Since the first invisibility cloak reported in 2006, scientists have been engineering refractive indices in metamaterials to control light to make the cloak work for all angles and multiple viewers. As this initial invisibility cloak worked only in the microwave spectrum, Li proposed a new strategy in 2008, called the carpet invisibility cloak. “It hides an object on the ground. This cloak is like a carpet placed on top of the object. It cancels out all the original scattering from the object, making us to perceive a flat ground again,” explained Li. Li then teamed up with experimentalists at UC Berkeley to work out the detailed design and construction of this cloak, working at infrared frequencies, which was published in 2009. More work was done to improve the carpet cloak so that it works at optical frequencies, theirs being the first optical carpet cloak published in 2010.

Li’s current research focuses on how metamaterials can be used to control waves in unexpected ways by exploring different strange wave phenomena and their possible applications. “The implication of the usage of metamaterials to realise an invisibility cloak is far-reaching. These metamaterials now gradually become a generic platform for us to investigate different wave phenomena that cannot be easily realised previously,” said Li. Li and his experimental collaborators have recently demonstrated metamaterials undergoing Parity-time phase transition, metasurfaces manipulating structured light, and have proposed how to use metamaterials to realise synthetic gauge field for photon.

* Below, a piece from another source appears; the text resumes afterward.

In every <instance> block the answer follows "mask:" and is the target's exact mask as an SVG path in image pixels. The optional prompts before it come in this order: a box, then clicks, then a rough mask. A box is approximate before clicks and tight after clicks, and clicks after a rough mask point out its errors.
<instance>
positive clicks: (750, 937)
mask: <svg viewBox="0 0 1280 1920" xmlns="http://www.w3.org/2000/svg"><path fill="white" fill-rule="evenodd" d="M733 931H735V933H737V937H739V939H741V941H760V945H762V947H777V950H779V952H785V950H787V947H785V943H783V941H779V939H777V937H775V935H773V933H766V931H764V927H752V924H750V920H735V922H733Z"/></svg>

Li received his B.Eng in electrical and electronic engineering from The University of Hong Kong and completed his doctoral studies at the Hong Kong University of Science and Technology in 2004. From 2005 to 2007, he received the Croucher Foundation; Postdoctoral Fellowship to work with Sir John Pendry in Imperial College London. He moved to the University of California at Berkeley as a postdoctoral researcher at the end of 2007. From 2009 to 2013, he was an assistant professor at the City University of Hong Kong before his current position. Li has been appointed senior lecturer in the University of Birmingham since March 2013.